What is a mandala
Seeking the true path to balance, harmony and discovering the inner world is more and more present in the lives of contemporary people. If we are to live in harmony, we have to find a connection with ourselves and learn how to hear our inner voice.
Mandalas can help us on this path of exploration and discovery of our inward and outward worlds. With the combination of interconnected geometrical shapes, forms, colours and symbols, a mandala links us with the world and shows us the path to revealing our higher self. In a physical point of view, the mandala connects us with the spiritual world. It is a key to self-knowledge, to knowing that we are more than a physical body. We are the soul, and the body is ours.
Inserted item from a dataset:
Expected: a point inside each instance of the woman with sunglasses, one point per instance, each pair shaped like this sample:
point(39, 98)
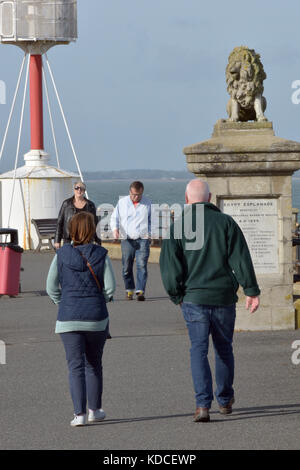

Since primeval times, mandalas were used as basic symbols for practicing concentration and meditation, personal and spiritual growth, protection and healing. There are various techniques of meditation with mandalas, as there are different religions, cultures, philosophical and artistic contexts.
We all have a wish to be in peace with ourselves. This dream is not out of reach. Peace and love can be achieved regardless of what is happening around us. We just need to learn to concentrate on the source of love, peace and joy in our hearts. As a result, we begin to see that all this serenity was always there in our hearts, we just forgot how to keep this connection alive. When meditating with mandalas, the darkness gradually disappears, the light in us manifests, and we become the creators of our reality, which is also the main purpose of life.
The Swiss psychologist C. G. Jung used mandalas to describe the symbolic representation of the human psyche, the essence of which is unknown to us. He emphasised that these symbols are to be used to strengthen the inner being and to stimulate deep meditation. Looking at mandalas gives us serenity; a feeling arises which tells us that life has been given a new sense and place. The mandala has a double effect: it maintains the psychological order and restores it when gone.
He defined the mandala as a “representation of the unconscious self” and used it for identifying the emotional disturbances and for restoring the wholeness of the personality.